Interestingly, case 1 had documented low overnight growth hormone levels. As this child had a significant head injury resulting in a frontal fracture as a baby, it is difficult to determine whether the low growth hormone levels are related to the deletion or are a result of the head injury, or perhaps a combination of both events. This child has just recently commenced growth hormone therapy and we wait to see how this affects growth. The case reported by Mari et al2 had been treated with growth hormone without any obvious benefit. Growth hormone levels in the other cases have not been documented. There were some dysmorphic features common to cases 1–4 including, a cupid's bow upper lip. Two of the children (cases 1 and 3) had similar facial dysmorphism with long eyelashes and a cupid's bow. A prognathic appearance is also present in cases 1–3. There was no evidence of osteopoikilosis in any of our cases despite a deletion of LEMD3 in cases 1 and 2. Five of the six cases had congenital heart anomalies. Two cases had an atrial septal defect (case 2 and 5), one had pulmonary stenosis (case 3), one had sub-aortic stenosis and case 1 presented with a patent ductus. One child had pyloric stenosis, but all except case 6 had feeding difficulties. Interestingly, severe speech delay was noted in cases 2–6. Case 1, having expressive speech delay early on, can currently speak full sentences in both Polish and English at the age of 11 years. Two of the cases (2 and 4) were also identified as having ‘autistic features’. The dysmorphism in these children is subtle. They all had a cupid's bow. Cases 1 and 2 had deep set eyes and a squint and these two children have a very similar facial appearance. The dysmorphism in the other four cases was subtle. All cases except case 6 had a tall forehead. Cases 1, 3, 4 and 6 had arched eyebrows.

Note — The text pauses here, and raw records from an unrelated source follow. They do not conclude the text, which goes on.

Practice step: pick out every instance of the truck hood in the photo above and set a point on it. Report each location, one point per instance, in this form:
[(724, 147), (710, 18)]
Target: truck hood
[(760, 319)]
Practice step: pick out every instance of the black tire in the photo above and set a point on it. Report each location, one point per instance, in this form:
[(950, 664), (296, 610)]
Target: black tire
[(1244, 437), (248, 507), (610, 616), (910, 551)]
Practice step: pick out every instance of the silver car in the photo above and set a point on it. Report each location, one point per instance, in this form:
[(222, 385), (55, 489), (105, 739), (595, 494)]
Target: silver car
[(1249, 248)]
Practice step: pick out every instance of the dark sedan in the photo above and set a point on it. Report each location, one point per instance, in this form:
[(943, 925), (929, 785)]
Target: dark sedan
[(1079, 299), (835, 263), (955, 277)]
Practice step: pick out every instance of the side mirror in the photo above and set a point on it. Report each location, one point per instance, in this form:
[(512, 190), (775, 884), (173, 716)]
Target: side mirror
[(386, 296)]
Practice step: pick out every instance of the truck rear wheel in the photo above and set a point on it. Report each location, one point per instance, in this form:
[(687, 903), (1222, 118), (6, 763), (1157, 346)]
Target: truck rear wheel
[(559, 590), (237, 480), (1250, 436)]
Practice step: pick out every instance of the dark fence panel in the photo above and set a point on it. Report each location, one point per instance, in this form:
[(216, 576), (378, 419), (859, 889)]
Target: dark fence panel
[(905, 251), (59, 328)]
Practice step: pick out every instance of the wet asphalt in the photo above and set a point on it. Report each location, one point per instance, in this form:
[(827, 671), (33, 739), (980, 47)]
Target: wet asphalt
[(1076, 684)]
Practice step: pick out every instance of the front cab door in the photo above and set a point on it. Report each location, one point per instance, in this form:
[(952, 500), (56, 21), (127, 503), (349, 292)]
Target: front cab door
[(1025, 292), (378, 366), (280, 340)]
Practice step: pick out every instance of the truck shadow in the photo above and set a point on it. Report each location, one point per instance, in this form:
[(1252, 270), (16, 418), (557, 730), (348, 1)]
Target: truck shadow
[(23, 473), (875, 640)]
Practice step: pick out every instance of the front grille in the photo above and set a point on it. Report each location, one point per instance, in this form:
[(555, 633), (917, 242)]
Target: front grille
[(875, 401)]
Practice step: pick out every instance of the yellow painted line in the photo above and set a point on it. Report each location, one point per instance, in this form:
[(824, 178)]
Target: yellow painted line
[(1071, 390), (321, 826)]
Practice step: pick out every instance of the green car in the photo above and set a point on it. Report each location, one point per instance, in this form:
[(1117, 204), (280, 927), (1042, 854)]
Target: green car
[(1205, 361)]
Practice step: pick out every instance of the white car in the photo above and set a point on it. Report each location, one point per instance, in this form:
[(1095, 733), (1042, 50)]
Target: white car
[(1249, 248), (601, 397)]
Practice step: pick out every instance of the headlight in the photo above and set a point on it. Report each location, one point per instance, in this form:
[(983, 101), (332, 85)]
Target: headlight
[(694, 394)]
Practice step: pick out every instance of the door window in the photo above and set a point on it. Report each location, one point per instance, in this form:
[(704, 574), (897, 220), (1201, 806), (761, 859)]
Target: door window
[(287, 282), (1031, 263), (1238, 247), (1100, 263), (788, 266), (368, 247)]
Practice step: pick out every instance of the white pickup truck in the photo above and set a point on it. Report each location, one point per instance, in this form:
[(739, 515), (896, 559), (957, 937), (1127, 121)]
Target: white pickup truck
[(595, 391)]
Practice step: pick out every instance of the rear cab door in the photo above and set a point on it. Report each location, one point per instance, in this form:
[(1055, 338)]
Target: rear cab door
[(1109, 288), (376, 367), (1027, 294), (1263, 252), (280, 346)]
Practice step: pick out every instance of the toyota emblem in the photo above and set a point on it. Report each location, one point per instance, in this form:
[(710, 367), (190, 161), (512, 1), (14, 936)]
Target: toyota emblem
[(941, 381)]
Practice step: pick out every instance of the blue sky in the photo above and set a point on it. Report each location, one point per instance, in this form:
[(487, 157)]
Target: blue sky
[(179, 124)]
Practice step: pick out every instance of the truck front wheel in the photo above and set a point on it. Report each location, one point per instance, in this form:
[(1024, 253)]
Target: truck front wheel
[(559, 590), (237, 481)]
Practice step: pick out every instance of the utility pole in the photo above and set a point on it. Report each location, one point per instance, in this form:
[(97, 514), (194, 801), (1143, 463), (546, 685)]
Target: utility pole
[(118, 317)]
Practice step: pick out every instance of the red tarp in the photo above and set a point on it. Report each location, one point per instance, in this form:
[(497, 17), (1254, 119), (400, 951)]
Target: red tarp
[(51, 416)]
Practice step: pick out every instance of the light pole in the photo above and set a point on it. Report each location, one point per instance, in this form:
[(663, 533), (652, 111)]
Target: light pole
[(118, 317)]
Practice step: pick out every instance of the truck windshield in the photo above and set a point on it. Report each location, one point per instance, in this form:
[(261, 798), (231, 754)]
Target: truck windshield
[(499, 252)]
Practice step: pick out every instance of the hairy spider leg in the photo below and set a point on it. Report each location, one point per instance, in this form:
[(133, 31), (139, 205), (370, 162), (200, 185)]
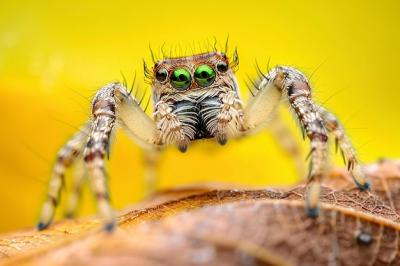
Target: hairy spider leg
[(65, 158), (288, 82)]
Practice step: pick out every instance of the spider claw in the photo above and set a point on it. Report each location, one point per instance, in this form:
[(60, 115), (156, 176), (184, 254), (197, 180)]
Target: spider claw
[(222, 140), (41, 225), (69, 215), (182, 148), (312, 212)]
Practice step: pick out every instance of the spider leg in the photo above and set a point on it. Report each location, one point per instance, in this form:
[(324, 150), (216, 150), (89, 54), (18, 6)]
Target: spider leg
[(112, 102), (291, 83), (151, 159), (342, 141), (75, 196), (65, 158), (287, 142)]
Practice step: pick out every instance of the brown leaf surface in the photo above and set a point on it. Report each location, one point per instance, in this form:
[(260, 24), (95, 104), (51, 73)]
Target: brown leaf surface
[(209, 226)]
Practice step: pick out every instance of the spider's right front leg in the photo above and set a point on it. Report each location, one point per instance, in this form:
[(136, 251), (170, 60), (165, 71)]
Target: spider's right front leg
[(111, 103)]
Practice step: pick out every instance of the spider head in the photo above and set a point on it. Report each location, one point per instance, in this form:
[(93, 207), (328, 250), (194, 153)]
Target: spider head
[(196, 74), (190, 89)]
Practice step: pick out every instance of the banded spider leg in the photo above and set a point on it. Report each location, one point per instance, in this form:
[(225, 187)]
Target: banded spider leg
[(112, 103), (315, 122)]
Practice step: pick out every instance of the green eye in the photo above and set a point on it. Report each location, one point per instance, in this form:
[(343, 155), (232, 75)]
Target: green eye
[(181, 79), (204, 75)]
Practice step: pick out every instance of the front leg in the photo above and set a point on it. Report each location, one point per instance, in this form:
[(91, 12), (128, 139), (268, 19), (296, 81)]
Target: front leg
[(292, 84), (112, 103)]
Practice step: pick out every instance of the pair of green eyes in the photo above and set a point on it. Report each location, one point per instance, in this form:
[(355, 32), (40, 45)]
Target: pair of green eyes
[(181, 78)]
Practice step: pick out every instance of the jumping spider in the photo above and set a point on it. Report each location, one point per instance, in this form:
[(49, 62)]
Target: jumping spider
[(197, 97)]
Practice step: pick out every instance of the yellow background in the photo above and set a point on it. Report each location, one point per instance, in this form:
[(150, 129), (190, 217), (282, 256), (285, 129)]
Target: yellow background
[(55, 54)]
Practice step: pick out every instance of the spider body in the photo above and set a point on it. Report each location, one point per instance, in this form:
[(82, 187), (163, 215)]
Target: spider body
[(197, 97)]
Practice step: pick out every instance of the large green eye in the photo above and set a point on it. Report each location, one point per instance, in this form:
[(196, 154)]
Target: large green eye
[(204, 75), (181, 79)]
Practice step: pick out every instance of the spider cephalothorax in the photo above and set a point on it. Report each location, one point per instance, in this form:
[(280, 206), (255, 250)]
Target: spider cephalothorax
[(198, 97)]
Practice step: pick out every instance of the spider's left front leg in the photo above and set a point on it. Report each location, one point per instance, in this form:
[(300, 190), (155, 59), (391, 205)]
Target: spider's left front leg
[(315, 123)]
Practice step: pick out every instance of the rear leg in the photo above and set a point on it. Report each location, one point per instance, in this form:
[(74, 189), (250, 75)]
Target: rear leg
[(342, 142), (291, 83)]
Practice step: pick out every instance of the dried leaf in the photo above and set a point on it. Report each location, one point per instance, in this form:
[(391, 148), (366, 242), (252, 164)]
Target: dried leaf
[(233, 227)]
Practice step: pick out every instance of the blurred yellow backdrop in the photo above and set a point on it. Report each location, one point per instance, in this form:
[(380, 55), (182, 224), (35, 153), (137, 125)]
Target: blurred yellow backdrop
[(55, 54)]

We conclude that the 12q14 microdeletion syndrome is a recurrent deletion syndrome with a dysmorphic phenotype, which may be recognisable in some cases. One needs to consider the diagnosis in children with severe growth retardation and developmental delay. Our cases, particularly cases 3–6, whose growth was within normal centiles and whose deletion ended proximal to HMGA2, provide further evidence that HMGA2 is a good candidate gene for growth retardation. We would recommend growth hormone level measurements in other cases with deletions of HMGA2 to determine whether growth hormone deficiency is a common finding. Further testing for loss of function mutations in HMGA2 is also required to test for idiopathic short stature.